FAA Plays Down Boeing 787 Security Concerns

However an FAA spokesperson played down the threat levels in an interview with Infosecurity. Alison Duquette said as far as the FAA is concerned, there was no security problem with the new 787 and the information published was part of the agency’s certification process to address all potential vulnerabilities.

“We are not aware of any problems with hacking into the network,” she said. “It’s all a standard part of the process and the issue has already been addressed.”

Duquette also said the FAA cannot publicly disclose the security protection features Boeing has integrated into the 787.

Worries rose about the 787’s security when in the Federal Register, the FAA stated the proposed architecture of the 787 was different from that of existing production and retrofitted airplanes.

“It allows new kinds of passenger connectivity to previously isolated data networks connected to systems that perform functions required for the safe operation of the airplane,” the document stated. “Because of this new passenger connectivity, the proposed data network design and integration may result in security vulnerabilities from intentional or unintentional corruption of data and systems critical to the safety and maintenance of the airplane.”

The FAA said that to “ensure the security, integrity and availability of flight critical systems, it will require Boeing to show that hackers and other unauthorized users cannot get access to them, before it will certify the craft as airworthy.”

According to the FAA document, the vulnerability exists because the 787’s computer systems connect the passenger network with the flight-safety, control and navigation network.

As part of its final conditions document, published January 2, the FAA requires that the 787 design “prevent all inadvertent or malicious changes to, and all adverse impacts upon, all systems, networks, hardware, software and data in the Aircraft Control Domain and in the Airline Information Domain and from all points within the Passenger Information and Entertainment Domain.”

Boeing has said it is aware of the FAA’s concerns and measures have been taken to make the 787 secure.
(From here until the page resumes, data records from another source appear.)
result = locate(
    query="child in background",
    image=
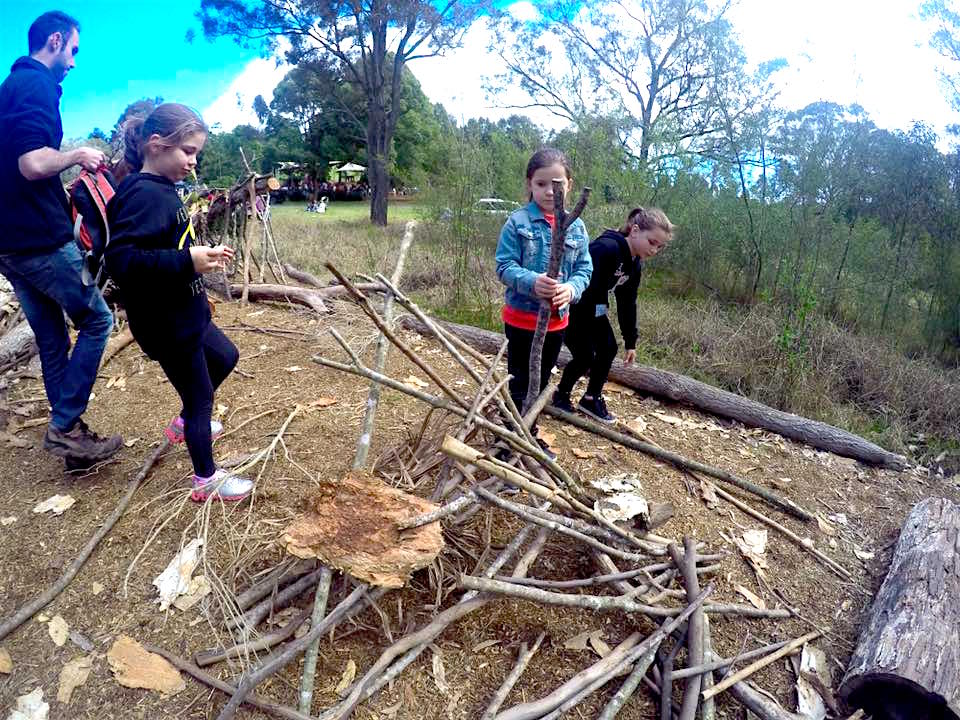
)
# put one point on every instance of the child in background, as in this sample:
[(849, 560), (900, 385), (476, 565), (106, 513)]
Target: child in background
[(618, 257), (523, 254), (157, 269)]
A solution to the problem will be tested shortly.

Boeing spokeswoman Loretta Gunter explained the 787 has been designed to meet the security requirements outlined in the FAA’s special condition.

“Special conditions are the FAA’s way of documenting certification requirements that are not covered by existing rules,” she said. “They are coordinated with the manufacturer years ahead of time so there are no surprises in the requirements. We have already successfully completed our laboratory testing of our security for computing systems.”

More testing will take place when an actual plane is built. Boeing’s 787 is scheduled to enter service in November, 2008.